Sardinen gehören schon seit dem Altertum zu den beliebtesten Speisefischen des Mittelmeerraumes. Sie haben ihren Namen von den ersten bekannten Fanggründen an der italienischen Insel Sardinien. Und auch eine der ältesten Fisch verarbeitenden Betriebe in Portugal, La Gondola im nordportugiesischen Matosinhos, wurde in den 1930er Jahren von einer italienischen Familie gegründet; damals war die Sardine die Grundlage der Produktion.
„Die Fische sind die Nahrung des gemeinen Mannes und die Leckerbissen der Vornehmen “, beobachtete 1801 der deutsche Naturwissenschaftler Heinrich Friedrich Link auf einer Reise durch Portugal. Er protokollierte: Sie wurden „in ungeheurer Menge an der portugiesischen Küste“ gefangen. Diese Zeiten sind schon sehr lange vorbei.
Nicht nur das portugiesische INRB, auch das Europäische Amt für Lebensmittel-Sicherheit EFSA (European Food Safety Authority) ermittelt in Sachen Fangmengen, während europaweit die Nachfrage nach den kleinen Fischen wächst. Acht von zehn Sardinen in Portugals Gewässern sind Jungtiere, so das INRB. Sie sind nicht nur weniger wert als die größeren, fleischreichen erwachsenen Exemplare. Die Kleinen müssen die Arterhaltung sichern und sind nicht für den exzessiven Fang bestimmt.
Sardinen sind so genannte Schwarm- und Wanderfische. In gewaltigen Schwärmen ziehen sie durch die Meere, das ist ihr wirksamster Schutz gegen natürliche Feinde: Raubfische können nie den gesamten Schwarm vernichten. Die Netze der Fischer holen hingegen ihre Beute ausgiebig aus diesen dicht gedrängten Beständen.

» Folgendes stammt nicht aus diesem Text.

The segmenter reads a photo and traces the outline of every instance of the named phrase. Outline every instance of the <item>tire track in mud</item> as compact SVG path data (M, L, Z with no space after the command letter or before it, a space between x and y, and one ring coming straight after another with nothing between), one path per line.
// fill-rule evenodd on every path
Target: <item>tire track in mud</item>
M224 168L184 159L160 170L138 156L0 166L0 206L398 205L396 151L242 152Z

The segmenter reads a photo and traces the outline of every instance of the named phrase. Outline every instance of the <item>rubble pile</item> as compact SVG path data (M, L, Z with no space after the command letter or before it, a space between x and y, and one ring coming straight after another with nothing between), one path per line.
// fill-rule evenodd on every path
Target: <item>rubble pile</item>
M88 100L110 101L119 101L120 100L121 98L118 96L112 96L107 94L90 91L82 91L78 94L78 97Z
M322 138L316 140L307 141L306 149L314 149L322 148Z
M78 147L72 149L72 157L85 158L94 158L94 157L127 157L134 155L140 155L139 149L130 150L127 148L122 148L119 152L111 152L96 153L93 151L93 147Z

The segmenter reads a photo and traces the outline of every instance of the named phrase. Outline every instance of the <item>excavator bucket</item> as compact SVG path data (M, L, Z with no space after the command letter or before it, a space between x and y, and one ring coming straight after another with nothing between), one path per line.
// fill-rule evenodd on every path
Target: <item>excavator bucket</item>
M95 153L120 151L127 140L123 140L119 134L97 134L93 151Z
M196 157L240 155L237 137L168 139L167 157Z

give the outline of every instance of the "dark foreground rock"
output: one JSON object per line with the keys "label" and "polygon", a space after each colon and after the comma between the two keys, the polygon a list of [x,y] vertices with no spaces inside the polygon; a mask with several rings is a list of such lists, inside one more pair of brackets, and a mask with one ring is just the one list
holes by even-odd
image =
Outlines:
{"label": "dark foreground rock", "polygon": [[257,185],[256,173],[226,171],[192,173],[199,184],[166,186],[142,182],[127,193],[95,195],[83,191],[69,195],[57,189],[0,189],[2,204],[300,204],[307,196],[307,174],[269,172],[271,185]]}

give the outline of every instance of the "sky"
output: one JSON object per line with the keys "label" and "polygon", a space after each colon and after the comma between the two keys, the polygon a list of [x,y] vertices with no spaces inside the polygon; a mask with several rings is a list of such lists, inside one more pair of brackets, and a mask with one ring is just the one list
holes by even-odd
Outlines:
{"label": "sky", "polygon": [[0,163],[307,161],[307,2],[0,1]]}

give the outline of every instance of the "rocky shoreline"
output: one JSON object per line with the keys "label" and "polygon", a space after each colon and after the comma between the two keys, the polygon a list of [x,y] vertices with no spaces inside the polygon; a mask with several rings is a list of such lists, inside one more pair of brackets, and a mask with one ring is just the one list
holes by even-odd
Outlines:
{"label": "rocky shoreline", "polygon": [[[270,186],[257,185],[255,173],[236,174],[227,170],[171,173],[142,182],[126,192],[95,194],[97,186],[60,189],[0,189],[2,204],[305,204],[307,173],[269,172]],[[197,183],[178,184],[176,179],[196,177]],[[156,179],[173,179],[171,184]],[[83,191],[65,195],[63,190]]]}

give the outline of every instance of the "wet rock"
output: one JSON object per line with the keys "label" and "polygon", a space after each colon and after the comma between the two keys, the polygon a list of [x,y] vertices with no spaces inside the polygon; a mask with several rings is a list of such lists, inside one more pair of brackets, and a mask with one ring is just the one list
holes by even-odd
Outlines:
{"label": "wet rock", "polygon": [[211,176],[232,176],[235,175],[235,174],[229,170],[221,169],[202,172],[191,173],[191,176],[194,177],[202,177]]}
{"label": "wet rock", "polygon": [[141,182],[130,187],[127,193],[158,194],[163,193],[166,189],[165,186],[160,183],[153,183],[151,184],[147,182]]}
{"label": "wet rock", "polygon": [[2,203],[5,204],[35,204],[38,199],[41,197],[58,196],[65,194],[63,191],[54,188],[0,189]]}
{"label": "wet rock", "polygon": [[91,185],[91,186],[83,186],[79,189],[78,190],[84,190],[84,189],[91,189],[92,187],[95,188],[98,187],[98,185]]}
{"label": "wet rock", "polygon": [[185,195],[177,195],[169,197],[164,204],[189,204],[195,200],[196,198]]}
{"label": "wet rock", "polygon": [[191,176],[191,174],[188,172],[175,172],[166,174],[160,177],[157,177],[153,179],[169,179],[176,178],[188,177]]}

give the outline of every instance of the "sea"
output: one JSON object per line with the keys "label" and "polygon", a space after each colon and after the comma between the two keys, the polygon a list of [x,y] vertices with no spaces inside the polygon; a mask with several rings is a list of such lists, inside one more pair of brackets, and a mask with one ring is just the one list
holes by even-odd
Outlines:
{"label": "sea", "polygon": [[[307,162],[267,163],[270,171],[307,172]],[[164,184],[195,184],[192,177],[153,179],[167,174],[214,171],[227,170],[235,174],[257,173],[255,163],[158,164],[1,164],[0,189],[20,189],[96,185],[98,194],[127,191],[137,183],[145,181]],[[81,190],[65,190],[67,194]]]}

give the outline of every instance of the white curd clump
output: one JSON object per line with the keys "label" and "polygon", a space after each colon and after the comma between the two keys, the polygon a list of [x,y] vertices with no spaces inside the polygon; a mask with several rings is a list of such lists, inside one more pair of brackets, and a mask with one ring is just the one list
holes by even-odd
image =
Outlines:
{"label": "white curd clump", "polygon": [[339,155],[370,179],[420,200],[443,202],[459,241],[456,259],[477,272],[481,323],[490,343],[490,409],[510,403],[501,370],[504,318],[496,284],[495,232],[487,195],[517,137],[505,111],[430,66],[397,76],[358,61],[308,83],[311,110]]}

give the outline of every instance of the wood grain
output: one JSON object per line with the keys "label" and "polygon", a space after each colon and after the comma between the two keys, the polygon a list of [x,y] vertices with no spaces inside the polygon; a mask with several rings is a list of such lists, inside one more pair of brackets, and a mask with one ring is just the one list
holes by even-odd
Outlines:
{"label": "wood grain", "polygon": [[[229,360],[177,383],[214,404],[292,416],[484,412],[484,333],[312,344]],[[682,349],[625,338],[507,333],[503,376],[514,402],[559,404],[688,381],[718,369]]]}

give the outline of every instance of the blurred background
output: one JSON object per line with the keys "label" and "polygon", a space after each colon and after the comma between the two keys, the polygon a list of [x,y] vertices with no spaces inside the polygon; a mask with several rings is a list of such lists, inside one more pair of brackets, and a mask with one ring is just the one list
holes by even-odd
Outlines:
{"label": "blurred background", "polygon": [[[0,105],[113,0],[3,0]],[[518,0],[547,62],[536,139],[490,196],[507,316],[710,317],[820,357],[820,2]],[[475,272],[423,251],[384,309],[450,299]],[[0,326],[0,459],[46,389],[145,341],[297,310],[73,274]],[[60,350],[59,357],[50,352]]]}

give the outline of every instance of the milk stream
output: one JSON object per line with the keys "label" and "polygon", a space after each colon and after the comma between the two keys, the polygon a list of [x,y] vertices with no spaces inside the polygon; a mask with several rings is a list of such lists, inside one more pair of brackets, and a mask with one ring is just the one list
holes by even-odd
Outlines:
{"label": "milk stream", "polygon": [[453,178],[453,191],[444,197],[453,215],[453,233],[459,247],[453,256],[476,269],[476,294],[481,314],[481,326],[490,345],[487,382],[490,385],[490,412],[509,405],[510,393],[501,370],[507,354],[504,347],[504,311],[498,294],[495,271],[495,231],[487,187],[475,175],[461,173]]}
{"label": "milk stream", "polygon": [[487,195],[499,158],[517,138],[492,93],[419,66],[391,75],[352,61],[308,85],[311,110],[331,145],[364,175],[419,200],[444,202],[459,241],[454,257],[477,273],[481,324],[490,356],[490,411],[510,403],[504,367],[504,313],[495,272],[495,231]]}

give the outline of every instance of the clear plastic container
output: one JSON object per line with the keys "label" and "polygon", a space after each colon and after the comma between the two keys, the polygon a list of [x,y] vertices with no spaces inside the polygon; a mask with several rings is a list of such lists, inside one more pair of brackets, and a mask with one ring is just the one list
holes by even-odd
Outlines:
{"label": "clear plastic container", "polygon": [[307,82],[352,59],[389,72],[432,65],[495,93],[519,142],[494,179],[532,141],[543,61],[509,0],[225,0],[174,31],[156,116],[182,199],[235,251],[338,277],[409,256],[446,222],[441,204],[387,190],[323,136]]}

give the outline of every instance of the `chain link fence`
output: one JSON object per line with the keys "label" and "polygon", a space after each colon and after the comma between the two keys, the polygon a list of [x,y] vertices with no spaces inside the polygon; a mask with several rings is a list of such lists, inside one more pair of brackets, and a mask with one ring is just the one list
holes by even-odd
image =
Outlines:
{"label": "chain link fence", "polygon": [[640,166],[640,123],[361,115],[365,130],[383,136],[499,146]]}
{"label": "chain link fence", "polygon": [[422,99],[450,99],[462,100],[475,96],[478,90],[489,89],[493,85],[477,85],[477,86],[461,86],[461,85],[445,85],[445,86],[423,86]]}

Fischer und Fabrikanten von Produkten aus der Sardina pilchardus walbaum in Konserven fordern seit langem Zertifikate für ihre Erzeugnisse, denn die Sardine sei Teil der gastronomischen Identität Portugals. Zum einen soll die Herkunft beim Handel mit den frischen Fischen, aber auch mit der Ware in der der Dose durch genaue regionale Angaben bescheinigt werden. Zum anderen müsse auch der Name des Fisches unter eine Art Reinheitsgebot fallen: In einer Konserve mit Sardinen oder Sardinen-Pastete dürfe nur Sardine sein und keine Beimischung anderen Meeresgetiers.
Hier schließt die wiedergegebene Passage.